Early-stage prostate cancer is easier to treat than advanced-stage (metastasized) cancer. Almost all men with early-stage prostate cancer survive for 5 years or more. Many survive for 10 to more than 15 years. The chances of survival decrease as cancer spread beyond the prostate. If cancer has metastasized to other parts of the body, only three out of 10 men will survive for 5 years after the diagnosis.
99 out of 100 people with prostate cancer can live for at least 5 years after diagnosis.
98 out of 100 people with prostate cancer can live for at least 10 years after diagnosis.
96 out of 100 people with prostate cancer can live for at least 15 years after diagnosis.

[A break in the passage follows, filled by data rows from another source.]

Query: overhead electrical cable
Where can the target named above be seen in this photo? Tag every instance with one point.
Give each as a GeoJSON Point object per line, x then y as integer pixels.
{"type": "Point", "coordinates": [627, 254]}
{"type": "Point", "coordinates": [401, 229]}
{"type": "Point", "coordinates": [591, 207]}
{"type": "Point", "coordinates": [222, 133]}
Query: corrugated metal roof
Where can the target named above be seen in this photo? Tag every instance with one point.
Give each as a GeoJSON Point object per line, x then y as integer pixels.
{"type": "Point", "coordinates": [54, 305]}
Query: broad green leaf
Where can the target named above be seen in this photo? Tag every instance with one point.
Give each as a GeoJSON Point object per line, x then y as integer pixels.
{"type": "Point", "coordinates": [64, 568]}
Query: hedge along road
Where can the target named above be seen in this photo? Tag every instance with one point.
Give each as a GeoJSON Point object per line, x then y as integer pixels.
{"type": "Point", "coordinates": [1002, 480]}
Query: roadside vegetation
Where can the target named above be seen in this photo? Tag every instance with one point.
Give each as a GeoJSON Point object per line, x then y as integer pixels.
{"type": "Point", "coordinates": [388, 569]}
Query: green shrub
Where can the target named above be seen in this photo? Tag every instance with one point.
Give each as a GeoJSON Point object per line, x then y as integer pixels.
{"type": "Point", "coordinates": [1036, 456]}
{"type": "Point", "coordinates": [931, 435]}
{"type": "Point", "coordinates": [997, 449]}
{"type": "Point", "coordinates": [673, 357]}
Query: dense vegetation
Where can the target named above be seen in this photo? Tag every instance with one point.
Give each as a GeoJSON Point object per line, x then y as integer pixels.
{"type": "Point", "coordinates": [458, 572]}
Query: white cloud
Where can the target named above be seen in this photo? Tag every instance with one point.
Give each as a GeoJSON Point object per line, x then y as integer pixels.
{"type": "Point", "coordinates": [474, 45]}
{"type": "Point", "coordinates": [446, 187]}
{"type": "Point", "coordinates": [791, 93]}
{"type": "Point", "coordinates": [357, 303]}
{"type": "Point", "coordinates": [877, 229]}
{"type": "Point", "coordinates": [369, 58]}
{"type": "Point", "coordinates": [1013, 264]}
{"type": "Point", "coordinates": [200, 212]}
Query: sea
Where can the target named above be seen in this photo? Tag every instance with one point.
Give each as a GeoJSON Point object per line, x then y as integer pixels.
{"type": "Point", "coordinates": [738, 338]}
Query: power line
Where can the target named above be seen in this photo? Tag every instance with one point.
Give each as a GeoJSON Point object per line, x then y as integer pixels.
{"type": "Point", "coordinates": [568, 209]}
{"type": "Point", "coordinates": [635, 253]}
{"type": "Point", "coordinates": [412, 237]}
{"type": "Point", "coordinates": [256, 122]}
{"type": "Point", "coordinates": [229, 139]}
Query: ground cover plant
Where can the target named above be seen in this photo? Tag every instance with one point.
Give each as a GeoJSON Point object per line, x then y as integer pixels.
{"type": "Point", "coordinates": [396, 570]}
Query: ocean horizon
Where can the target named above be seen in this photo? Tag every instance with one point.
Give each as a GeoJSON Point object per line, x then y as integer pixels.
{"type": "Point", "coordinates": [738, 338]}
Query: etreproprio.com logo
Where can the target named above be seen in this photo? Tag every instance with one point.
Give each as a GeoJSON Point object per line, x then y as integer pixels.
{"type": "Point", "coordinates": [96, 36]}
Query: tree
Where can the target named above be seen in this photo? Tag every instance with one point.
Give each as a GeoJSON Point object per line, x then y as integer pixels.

How is prostate cancer treated?
Doctors evaluate the severity of a patient’s prostate cancer based on three factors:
- Prostate-specific antigen (PSA) levels
- Gleason score [grading system that describes how much of cancer from a biopsy looks like healthy tissue (lower score) or abnormal tissue (higher score)]
- Tumor staging
- The doctor will discuss with the patient each of these factors and how the treatments differ because of them.
With early-stage prostate cancer, doctors generally adopt the following treatment protocol:
- Active surveillance: Active surveillance is a common method adopted by doctors in the management of prostate cancer. As it is slow-growing cancer, doctors recommend only monitoring early-stage prostate cancers with regular tests to check their progress. No treatment is given during this period. Only if the doctors suspect that cancer is growing and causing discomfort to the patient, then the treatment be initiated.
- Prostatectomy: Prostatectomy (surgical removal of the prostate) is the primary treatment of prostate cancer in younger men.
- Radiation therapy: Radiation therapy involves the use of high-energy waves to destroy cancer cells. It is the most preferred cancer therapy for older men or those with other co-existing diseases. It can be delivered to the patient in any of the two ways:
- External beam radiation: This involves focusing high-energy waves from an external machine on the tumor.
- Brachytherapy: Radiation is administered by placing a radioactive dye in the tumor with the help of either an implant or hollow tube.
Androgen deprivation therapy (ADT) is usually the choice of treatment for metastatic prostate cancer. It is also used for treating patients who are unfit or unwilling to undergo surgery and/or radiation therapy.